Maybe it would be a good idea to break the habit of searching Google all the time.
Although Google has denied that ranking of search results is influenced by a user’s social connections, Google is certainly extremely interested in the methods and the possibilities.
Exploring a newly-granted Google patent around social signals, Dave Davies, Search Engine Land (Oct 7)
After considerable analysis of the patent, Davies concludes, “In short, according to this patent, what people you’re connected to recommend, like and engage with could be used to impact your rankings.” If Google is doing, the source of information isn’t clear – yet.
Also of great interest:
Another aspect of Google search that we need to be constantly aware of is that RankBrain now applies to all queries. Essentially, this means that artificial intelligence (AI) is interpreting all queries to some degree. While at this time the AI implementation revolves more around using machine learning to understand the nature of the query (and likely type of content and format being sought), its rollout to all queries and the promotion of John Giannandrea to Head of Search at Google marks the push into AI control over larger portions of the Google algorithm.
Orphan works are books and articles that are still under copyright but for whom copyright holder can’t be found. The Harvard Library is looking for ways to “solve the legal complexities of the orphan works problem by identifying no-risk or low-risk ways to digitize and distribute orphan works under U.S. copyright law”. It recently released David Hansen’s study “Digitizing Orphan Works: Legal Strategies to Reduce Risks for Open Access to Copyrighted Orphan Works”
Libraries, Orphan Works, and the Future of Copyright by Nancy K Herther, Information Today (Oct 4)

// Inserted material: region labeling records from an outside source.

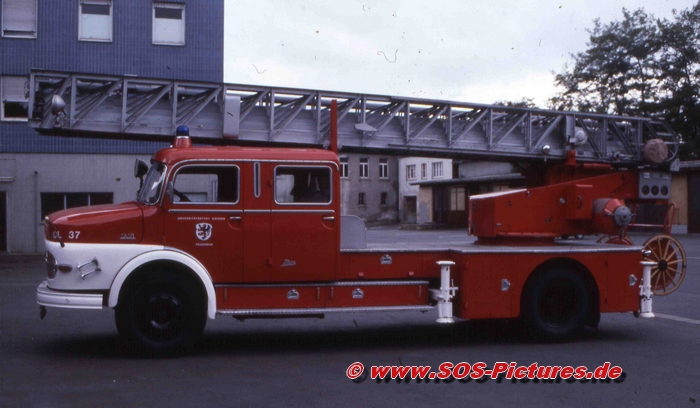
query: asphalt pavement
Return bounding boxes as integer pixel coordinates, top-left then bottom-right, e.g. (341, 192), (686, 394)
(0, 227), (700, 407)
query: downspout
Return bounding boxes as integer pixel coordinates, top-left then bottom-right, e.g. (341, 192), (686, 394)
(32, 170), (39, 254)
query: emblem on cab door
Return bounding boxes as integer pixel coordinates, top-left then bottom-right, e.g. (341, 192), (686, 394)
(195, 223), (212, 241)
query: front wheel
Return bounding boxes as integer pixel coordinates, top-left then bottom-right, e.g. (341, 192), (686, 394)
(521, 269), (590, 341)
(115, 278), (206, 356)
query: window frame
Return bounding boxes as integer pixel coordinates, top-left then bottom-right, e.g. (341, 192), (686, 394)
(360, 157), (369, 179)
(78, 0), (114, 43)
(0, 0), (39, 40)
(432, 162), (444, 178)
(379, 159), (389, 180)
(151, 1), (187, 47)
(339, 156), (350, 178)
(170, 163), (241, 206)
(272, 164), (333, 206)
(0, 75), (29, 122)
(406, 164), (416, 180)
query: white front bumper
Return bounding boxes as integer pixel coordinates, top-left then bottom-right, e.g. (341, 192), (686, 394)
(36, 281), (103, 309)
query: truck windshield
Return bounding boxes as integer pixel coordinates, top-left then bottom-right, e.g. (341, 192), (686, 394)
(138, 163), (165, 204)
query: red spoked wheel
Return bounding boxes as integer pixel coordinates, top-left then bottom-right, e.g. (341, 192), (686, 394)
(644, 235), (687, 296)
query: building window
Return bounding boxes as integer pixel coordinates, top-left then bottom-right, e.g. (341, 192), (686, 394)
(406, 164), (416, 180)
(78, 0), (112, 42)
(0, 76), (29, 121)
(41, 193), (114, 221)
(379, 159), (389, 178)
(2, 0), (37, 38)
(360, 159), (369, 178)
(340, 157), (350, 178)
(450, 187), (465, 211)
(433, 162), (442, 178)
(153, 3), (185, 45)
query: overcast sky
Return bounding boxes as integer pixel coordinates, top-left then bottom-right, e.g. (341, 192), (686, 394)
(224, 0), (695, 107)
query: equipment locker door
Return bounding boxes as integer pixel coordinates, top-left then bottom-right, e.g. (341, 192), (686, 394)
(271, 165), (339, 282)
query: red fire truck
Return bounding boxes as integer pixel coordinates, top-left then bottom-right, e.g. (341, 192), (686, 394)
(31, 73), (685, 354)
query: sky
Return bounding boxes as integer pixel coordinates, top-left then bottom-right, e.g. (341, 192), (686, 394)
(224, 0), (697, 107)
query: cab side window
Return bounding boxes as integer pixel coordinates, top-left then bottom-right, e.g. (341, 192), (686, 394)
(173, 165), (240, 204)
(275, 166), (331, 204)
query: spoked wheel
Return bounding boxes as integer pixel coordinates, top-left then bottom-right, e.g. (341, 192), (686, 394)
(644, 235), (687, 296)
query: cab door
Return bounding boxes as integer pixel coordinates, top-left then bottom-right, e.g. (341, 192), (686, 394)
(242, 161), (272, 282)
(164, 162), (243, 283)
(270, 164), (340, 282)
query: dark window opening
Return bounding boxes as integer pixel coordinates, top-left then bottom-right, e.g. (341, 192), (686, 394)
(3, 102), (29, 119)
(81, 4), (111, 16)
(275, 167), (331, 204)
(173, 166), (238, 204)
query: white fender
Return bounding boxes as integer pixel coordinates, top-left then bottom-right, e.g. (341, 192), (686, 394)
(107, 249), (216, 319)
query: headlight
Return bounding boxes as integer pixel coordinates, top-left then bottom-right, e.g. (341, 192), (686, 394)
(45, 252), (58, 279)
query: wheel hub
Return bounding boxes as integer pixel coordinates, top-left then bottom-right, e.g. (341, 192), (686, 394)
(148, 294), (182, 330)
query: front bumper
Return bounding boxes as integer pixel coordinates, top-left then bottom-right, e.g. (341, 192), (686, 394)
(36, 281), (103, 309)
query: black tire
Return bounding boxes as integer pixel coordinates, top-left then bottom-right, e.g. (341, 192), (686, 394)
(115, 274), (206, 357)
(521, 268), (590, 341)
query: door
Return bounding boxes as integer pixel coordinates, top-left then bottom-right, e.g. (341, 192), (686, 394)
(164, 163), (243, 283)
(271, 165), (340, 282)
(688, 173), (700, 234)
(433, 187), (447, 224)
(241, 162), (273, 282)
(403, 196), (417, 224)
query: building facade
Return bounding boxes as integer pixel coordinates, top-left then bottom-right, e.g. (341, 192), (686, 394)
(339, 152), (400, 224)
(399, 157), (452, 224)
(402, 158), (525, 228)
(0, 0), (224, 253)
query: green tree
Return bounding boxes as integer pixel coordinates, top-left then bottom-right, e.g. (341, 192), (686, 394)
(549, 2), (700, 159)
(659, 2), (700, 159)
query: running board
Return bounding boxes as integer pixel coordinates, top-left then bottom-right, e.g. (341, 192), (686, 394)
(216, 305), (435, 317)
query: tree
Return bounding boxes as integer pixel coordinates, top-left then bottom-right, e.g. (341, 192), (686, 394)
(549, 2), (700, 159)
(659, 2), (700, 159)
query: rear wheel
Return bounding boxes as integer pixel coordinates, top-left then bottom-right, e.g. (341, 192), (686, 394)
(521, 269), (590, 341)
(115, 277), (206, 356)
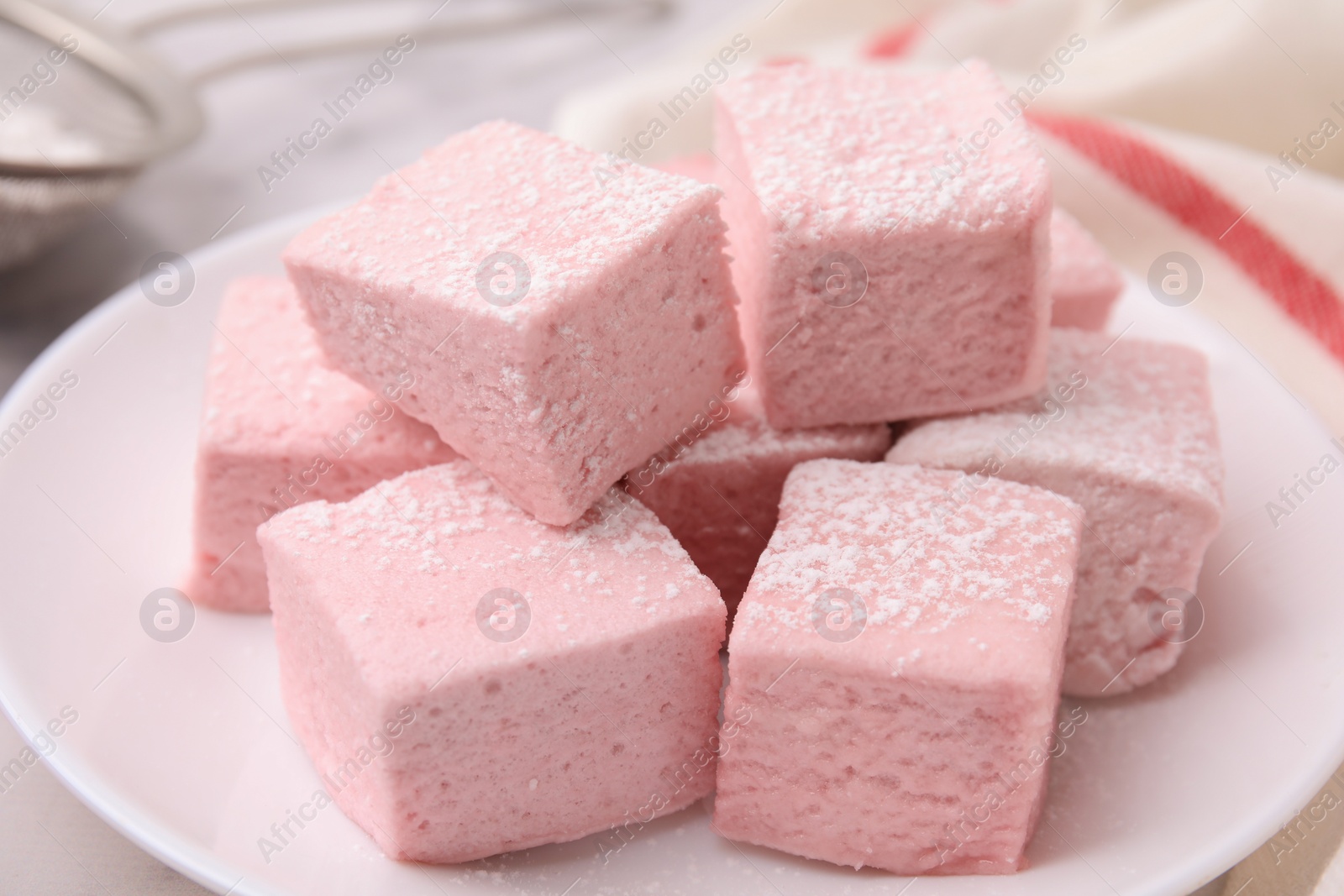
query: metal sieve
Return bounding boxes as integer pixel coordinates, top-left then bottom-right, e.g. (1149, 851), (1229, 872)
(0, 0), (672, 269)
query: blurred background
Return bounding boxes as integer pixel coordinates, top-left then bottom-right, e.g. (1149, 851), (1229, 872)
(0, 0), (1344, 896)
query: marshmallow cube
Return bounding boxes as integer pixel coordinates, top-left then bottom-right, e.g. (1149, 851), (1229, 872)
(887, 329), (1223, 697)
(1050, 208), (1125, 331)
(186, 277), (457, 612)
(625, 385), (891, 623)
(285, 121), (743, 525)
(715, 62), (1051, 428)
(258, 459), (731, 862)
(714, 459), (1079, 874)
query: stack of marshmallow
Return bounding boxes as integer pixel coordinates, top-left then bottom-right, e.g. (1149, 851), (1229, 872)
(188, 63), (1221, 873)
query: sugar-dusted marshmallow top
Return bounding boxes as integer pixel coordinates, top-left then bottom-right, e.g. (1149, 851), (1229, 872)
(200, 277), (453, 462)
(661, 385), (891, 466)
(285, 121), (719, 327)
(732, 459), (1082, 681)
(887, 329), (1223, 506)
(717, 59), (1050, 235)
(258, 461), (726, 689)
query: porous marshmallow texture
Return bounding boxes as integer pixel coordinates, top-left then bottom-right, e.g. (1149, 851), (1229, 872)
(184, 277), (457, 612)
(714, 459), (1080, 874)
(887, 329), (1223, 697)
(1050, 208), (1125, 331)
(623, 385), (891, 625)
(285, 121), (743, 525)
(258, 459), (724, 862)
(714, 60), (1051, 428)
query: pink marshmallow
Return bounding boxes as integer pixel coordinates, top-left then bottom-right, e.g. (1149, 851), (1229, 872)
(285, 123), (743, 524)
(714, 459), (1079, 874)
(258, 459), (724, 862)
(186, 277), (457, 612)
(887, 329), (1223, 697)
(654, 152), (717, 184)
(1050, 207), (1125, 331)
(625, 385), (891, 623)
(715, 62), (1051, 428)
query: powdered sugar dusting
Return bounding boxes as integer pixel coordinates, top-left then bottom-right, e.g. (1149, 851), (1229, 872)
(255, 461), (717, 625)
(721, 60), (1050, 233)
(887, 329), (1223, 506)
(735, 459), (1080, 631)
(287, 121), (719, 332)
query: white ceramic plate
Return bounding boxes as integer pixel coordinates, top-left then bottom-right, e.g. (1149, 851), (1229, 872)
(0, 205), (1344, 896)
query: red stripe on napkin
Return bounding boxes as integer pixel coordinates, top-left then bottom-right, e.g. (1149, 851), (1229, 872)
(1028, 112), (1344, 363)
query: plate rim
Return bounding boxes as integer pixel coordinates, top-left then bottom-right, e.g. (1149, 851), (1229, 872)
(0, 199), (1344, 896)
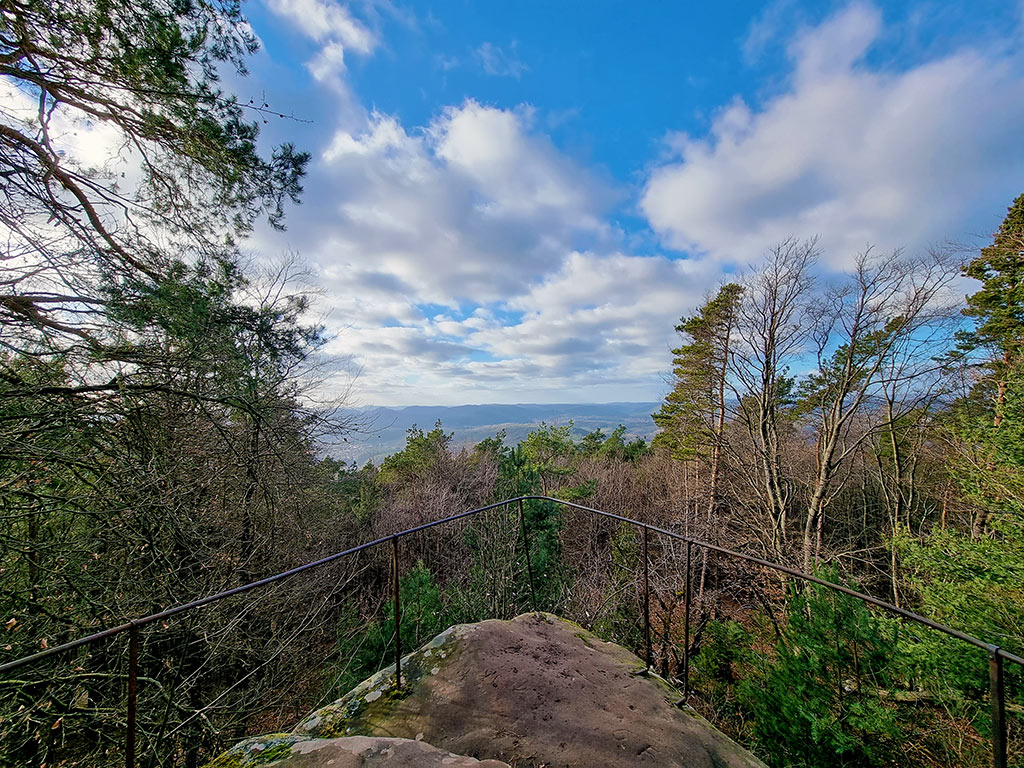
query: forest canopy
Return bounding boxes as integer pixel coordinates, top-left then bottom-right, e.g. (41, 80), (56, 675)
(0, 0), (1024, 768)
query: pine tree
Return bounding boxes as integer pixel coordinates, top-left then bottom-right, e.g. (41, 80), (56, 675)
(961, 195), (1024, 427)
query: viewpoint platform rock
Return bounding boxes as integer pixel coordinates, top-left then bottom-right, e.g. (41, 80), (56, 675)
(213, 613), (764, 768)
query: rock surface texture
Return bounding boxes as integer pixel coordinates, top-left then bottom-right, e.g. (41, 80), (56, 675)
(213, 613), (764, 768)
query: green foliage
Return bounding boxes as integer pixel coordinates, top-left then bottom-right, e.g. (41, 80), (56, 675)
(693, 586), (908, 768)
(326, 560), (454, 697)
(587, 522), (644, 649)
(378, 420), (455, 485)
(894, 515), (1024, 684)
(653, 283), (742, 460)
(577, 424), (648, 462)
(961, 195), (1024, 367)
(738, 586), (902, 766)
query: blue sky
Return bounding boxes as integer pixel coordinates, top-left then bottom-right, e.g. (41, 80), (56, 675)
(230, 0), (1024, 404)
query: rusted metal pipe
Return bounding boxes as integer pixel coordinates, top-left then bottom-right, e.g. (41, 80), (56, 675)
(988, 646), (1007, 768)
(519, 499), (537, 613)
(683, 541), (693, 699)
(643, 525), (654, 670)
(125, 625), (138, 768)
(391, 534), (401, 688)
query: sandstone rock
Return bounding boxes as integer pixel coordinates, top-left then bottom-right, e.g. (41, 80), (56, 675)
(213, 734), (509, 768)
(211, 613), (764, 768)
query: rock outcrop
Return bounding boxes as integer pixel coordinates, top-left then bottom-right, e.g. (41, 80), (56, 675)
(213, 613), (764, 768)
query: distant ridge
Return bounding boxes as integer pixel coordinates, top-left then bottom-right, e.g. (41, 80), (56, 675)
(325, 402), (660, 466)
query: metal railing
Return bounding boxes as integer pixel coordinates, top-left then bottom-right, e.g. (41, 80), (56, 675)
(0, 495), (1024, 768)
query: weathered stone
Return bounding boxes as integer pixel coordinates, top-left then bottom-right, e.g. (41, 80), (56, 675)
(211, 613), (764, 768)
(214, 734), (509, 768)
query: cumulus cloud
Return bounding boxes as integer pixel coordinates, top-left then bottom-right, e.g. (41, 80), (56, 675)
(475, 42), (529, 80)
(303, 101), (610, 305)
(640, 3), (1024, 266)
(319, 251), (717, 403)
(267, 0), (377, 87)
(253, 100), (647, 403)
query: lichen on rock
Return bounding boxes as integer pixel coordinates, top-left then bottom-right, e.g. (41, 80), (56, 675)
(205, 613), (764, 768)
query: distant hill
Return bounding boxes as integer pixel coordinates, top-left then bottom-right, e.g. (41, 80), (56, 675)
(325, 402), (659, 465)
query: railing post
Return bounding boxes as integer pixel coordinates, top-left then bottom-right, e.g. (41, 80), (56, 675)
(683, 539), (693, 699)
(988, 647), (1007, 768)
(391, 534), (401, 688)
(519, 499), (537, 613)
(125, 624), (138, 768)
(643, 525), (653, 670)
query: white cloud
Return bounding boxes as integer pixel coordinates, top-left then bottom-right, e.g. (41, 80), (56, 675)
(640, 3), (1024, 266)
(262, 100), (655, 403)
(266, 0), (377, 83)
(475, 42), (529, 80)
(299, 101), (610, 305)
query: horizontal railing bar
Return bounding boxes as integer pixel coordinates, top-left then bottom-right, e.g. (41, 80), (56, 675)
(0, 502), (507, 673)
(512, 496), (1024, 666)
(0, 496), (1024, 673)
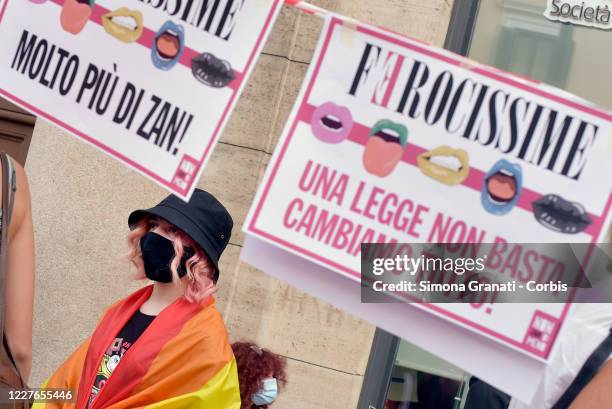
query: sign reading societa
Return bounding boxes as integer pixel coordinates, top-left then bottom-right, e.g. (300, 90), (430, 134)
(544, 0), (612, 30)
(0, 0), (282, 198)
(245, 17), (612, 359)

Article provides background to the current state of copyright law with some comparison of the US to Canada and the UK a 2013 law ““allows the government to grant firms or organisations the right to use orphaned material, providing ‘a diligent search’ for the copyright owner is first carried out. It also allows for the creation of an organisation that might levy licensing fees on behalf of absent content creators—and which would pay out to rights holders who subsequently discover their work has been sold.”
Hopefully the Harvard Library will succeed in its goal to “to help clear the way for U.S. universities, libraries, archives, museums, and other cultural institutions to digitize their orphan works and make the digital copies open access.””
LLRX – Law and Technology Resources for Legal Professionals – an important web journal for legal researchers – has been redesigned into a fresh and contemporary WordPress site. Sabrina Pacifici, the founder and publisher, wrote, “Your support is appreciated, and I will continue to maintain LLRX as a community of best practice and knowledge sharing for a wide range of professionals who are critical members of organizations in all sectors.”
LLRX.com offers a monthly edition of new articles, guides and topical resources comprised of comprehensive, reliable and wide ranging topical content to support actionable projects, research, teaching/training/learning components for professionals and students in law, academia, the public, private, and advocacy sectors. [Source]
Pacifici also blogs her own findings and observations on a variety of legal topics and information resources in beSpacific.